How to fix the gap between education and employment

So, at what age should a child be productive to the country’s economy? It’s a question that was posed to the Dean of Students at Management Training Advisory Centre (MTAC) in Nakawa, Kampala, who says age 10 is ripe for a child to be productive.

Dar es Salaam University graduate Ulimwengu Rashid was introduced to vocational training at a tender age, and he reminisces the good old days where at Primary Three, he engaged in handiwork by making winnowing trays, fishing gear, mats and hoe handles which the local community later bought from the school.

“If at that age, I could make a product that can be used in homesteads, I don’t see why someone cannot be engaged in production such as baking for instance,” he says.

The World Bank indicates Tanzania’s median productive age is 18 making it one of the youngest population in the world.

However, Tanzania’s education system is a four tier structure modeled along a 7-4-2-3 year progression pattern: seven years of primary education, followed by four years of secondary level, two years of upper secondary or high school level and three to five years of tertiary education.

This model therefore shows that a Tanzanian student spends an average of 16 years in the education system until they graduate.

However, the number of years a student spends in school could be much longer with the advent of early childhood education programme.

Inspite of spending a lot of time in school, employers are not impressed with the quality of graduates churned out every year, who lack key practical and emotional skills to survive in the job market.

This debate has been reignited many times by academicians and employers at education forums.

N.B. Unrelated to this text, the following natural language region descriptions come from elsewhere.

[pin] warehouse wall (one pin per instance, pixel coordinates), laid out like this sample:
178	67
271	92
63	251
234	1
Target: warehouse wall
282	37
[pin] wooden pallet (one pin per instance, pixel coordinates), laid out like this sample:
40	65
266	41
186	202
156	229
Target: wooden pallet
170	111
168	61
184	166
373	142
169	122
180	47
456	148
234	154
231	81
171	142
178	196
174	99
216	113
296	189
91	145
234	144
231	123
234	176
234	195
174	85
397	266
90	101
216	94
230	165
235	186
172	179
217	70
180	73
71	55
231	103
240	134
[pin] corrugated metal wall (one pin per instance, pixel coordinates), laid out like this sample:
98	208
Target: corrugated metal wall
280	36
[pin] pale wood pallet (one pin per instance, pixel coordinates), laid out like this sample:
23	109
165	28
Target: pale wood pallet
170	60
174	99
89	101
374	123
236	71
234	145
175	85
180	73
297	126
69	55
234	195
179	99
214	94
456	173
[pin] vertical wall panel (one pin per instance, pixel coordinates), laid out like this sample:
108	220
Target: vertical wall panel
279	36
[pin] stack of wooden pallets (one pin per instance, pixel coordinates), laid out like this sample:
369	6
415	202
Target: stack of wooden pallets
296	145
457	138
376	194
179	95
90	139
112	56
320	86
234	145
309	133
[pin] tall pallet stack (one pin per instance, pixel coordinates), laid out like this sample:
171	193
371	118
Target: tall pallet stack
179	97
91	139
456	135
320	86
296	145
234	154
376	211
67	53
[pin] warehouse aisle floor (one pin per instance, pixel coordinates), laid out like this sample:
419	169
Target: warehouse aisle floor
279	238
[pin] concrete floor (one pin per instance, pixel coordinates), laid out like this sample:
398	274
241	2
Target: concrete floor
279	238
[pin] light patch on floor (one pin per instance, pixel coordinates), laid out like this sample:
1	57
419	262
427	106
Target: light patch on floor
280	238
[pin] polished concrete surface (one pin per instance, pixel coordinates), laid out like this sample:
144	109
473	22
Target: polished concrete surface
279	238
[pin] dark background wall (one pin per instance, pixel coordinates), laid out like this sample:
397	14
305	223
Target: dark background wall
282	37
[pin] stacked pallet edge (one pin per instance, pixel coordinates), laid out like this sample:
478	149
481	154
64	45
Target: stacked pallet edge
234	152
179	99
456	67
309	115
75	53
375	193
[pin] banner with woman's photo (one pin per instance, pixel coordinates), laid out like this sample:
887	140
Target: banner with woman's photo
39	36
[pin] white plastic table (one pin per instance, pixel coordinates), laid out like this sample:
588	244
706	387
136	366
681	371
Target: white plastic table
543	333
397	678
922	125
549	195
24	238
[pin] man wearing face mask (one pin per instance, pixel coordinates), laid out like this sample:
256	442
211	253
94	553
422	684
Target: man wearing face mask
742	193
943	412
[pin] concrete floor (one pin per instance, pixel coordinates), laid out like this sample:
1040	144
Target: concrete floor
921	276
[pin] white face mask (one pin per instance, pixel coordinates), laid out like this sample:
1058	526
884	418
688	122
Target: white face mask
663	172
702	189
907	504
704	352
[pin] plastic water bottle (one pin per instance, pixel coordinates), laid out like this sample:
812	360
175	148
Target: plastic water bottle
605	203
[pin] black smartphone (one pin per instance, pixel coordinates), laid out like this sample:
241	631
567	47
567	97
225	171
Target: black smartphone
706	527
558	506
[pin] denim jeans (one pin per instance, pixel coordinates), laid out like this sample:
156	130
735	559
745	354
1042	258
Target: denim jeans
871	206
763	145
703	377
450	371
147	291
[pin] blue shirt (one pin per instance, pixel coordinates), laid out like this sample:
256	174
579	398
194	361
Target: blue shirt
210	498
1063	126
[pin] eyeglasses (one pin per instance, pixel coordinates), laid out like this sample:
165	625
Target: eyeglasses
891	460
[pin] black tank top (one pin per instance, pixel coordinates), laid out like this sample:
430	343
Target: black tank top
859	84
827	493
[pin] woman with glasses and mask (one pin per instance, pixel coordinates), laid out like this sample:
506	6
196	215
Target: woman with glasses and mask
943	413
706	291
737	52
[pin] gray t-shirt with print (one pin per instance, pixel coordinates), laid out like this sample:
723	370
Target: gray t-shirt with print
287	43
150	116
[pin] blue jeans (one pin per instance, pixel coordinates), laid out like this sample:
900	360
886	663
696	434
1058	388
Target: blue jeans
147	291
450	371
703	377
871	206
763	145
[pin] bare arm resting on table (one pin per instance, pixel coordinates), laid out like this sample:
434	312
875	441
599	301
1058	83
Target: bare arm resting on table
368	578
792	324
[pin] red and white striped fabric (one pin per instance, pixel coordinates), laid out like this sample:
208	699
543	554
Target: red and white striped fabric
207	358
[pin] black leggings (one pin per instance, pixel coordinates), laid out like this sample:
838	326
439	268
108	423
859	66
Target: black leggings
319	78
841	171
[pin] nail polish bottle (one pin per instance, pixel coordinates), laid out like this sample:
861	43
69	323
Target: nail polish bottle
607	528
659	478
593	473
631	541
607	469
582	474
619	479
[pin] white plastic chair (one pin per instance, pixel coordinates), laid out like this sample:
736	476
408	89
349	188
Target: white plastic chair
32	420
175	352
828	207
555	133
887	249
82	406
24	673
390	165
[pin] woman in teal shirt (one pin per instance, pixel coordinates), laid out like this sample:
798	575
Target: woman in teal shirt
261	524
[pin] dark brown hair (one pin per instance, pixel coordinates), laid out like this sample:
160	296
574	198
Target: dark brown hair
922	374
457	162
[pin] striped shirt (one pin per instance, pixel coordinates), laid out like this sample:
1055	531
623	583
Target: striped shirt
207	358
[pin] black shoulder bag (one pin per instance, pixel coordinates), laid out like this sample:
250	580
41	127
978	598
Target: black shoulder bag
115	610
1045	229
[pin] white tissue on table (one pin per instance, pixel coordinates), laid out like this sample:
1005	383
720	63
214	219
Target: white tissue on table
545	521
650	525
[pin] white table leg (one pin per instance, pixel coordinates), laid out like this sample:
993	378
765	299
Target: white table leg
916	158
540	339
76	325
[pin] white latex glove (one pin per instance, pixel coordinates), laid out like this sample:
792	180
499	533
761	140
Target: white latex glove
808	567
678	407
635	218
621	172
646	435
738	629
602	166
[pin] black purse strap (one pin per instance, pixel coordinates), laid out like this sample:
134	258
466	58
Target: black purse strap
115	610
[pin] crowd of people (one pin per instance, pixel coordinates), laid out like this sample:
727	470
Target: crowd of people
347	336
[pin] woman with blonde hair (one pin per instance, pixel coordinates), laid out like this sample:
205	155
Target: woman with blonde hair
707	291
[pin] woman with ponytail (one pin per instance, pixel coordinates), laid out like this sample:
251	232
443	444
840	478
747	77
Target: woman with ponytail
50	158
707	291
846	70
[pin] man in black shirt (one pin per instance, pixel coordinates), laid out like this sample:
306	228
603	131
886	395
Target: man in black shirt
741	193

With the degree losing relevance each passing year. Some employers in the corporate world say companies are shifting their recruitment models away from asking for academic papers to testing key skills such as creativity.

“We need to train students to be lifelong learners and with skills that are not class related,” says a bank executive.

In a previous interview with Success, top tech entrepreneur and CEO of Smart Codes Edwin Bruno concurred with the argument that top companies in the world no longer consider the degree as the ultimate necessity in recruitment but rather, competence and skills.

Prof Mahmood Mamdani’s analysis of the Arts Faculty in the early 1990s in his book, Scholars in the Market Place, pin points to why there’s no homogeneity in learning and the industry. He writes that in the early 1990s, the Faculty of Arts at big universities in East Africa such as University of Dar es Salaam and Makerere University was presented with a dilemma. Students’ applications were declining at the time, with talk in the corridors of closing down the faculty in Uganda.

However, Prof Mamdani writes that Dr E. Beyaraza, a lead reformer in the faculty, recalled at a workshop that the real issue was what one would do after getting a degree in Geography, History, Languages, Literature, Music, Dance and Drama (MDD), Philosophy, Religious Studies, among other areas of study at the Arts Faculty’. The simple fact was that these subjects—known as BA ‘Flat’—had a contemplative, reflective and laid-back feel to them. They represented the elitist core of a university curriculum of colonial vintage.

Freshly returned with a PhD from Germany, Dr E. Beyaraza understood that the Faculty of Arts was severely handicapped when it came to competing in the job market place.

Prof. Mamdani writes that Dr Beyaraza later recalled: “It is possible to commercialise education whereby powerful industries infiltrate universities and sponsor courses therein, tailored to those industries’ needs. In this case, Arts subjects are hardly as [good] candidates as sciences, technology, among others,” he noted, and explained that what was important to note, however, is that in countries such as Uganda or even Tanzania, such industries and their possible commercialisation of education are absent.

The reformers were determined to transform the faculty. Their rallying cry was simple: relevance. And their notion of relevance was wholly market-oriented: only those skills were relevant for which there was a demand in the market place; thus, change the curriculum to teach students skills that would get them jobs.

The reformers had a bold and most unorthodox answer to this dilemma: simply take any Arts subject, join it with a skill in demand and teach the combination as a single course.

Prof. Abdul B.K Kasozi presented a paper titled: ‘Transitioning African universities from mainly teaching to both training and knowledge production institutions,’ at the15th RUFORUM annual general meeting at University of Cape Coast, Ghana in December, 2019.

Prof. Kasozi noted that industries in the job market are only interested in funding profitable areas of teaching and not research.

As a result, most of our universities are teaching institutions focusing mainly on the “production of skilled manpower” with little attention to research, knowledge production and innovation.

An article from the Lancet journal, shows how backward Africa is in knowledge production. It states that although the continent has 13 per cent of global population, its contribution to global research output is just one per cent.

Prof. Kasozi mentions that the major cause for Africa’s failure to produce knowledge is lack of state investment in research and development and making the university the core of national innovation systems.

Research output in science, technology, engineering and mathematics in Africa has been declining by 0.2 per cent each year since 2002 although there have been some increases in the life and food sciences areas.

One of the major causes of Africa’s failure to contribute to knowledge is its failure to throw away the neoliberal mentality of thinking that the market can effectively fund higher education yet market models regard education as commodities for sale and education institutions as merchants selling education products to customers called students.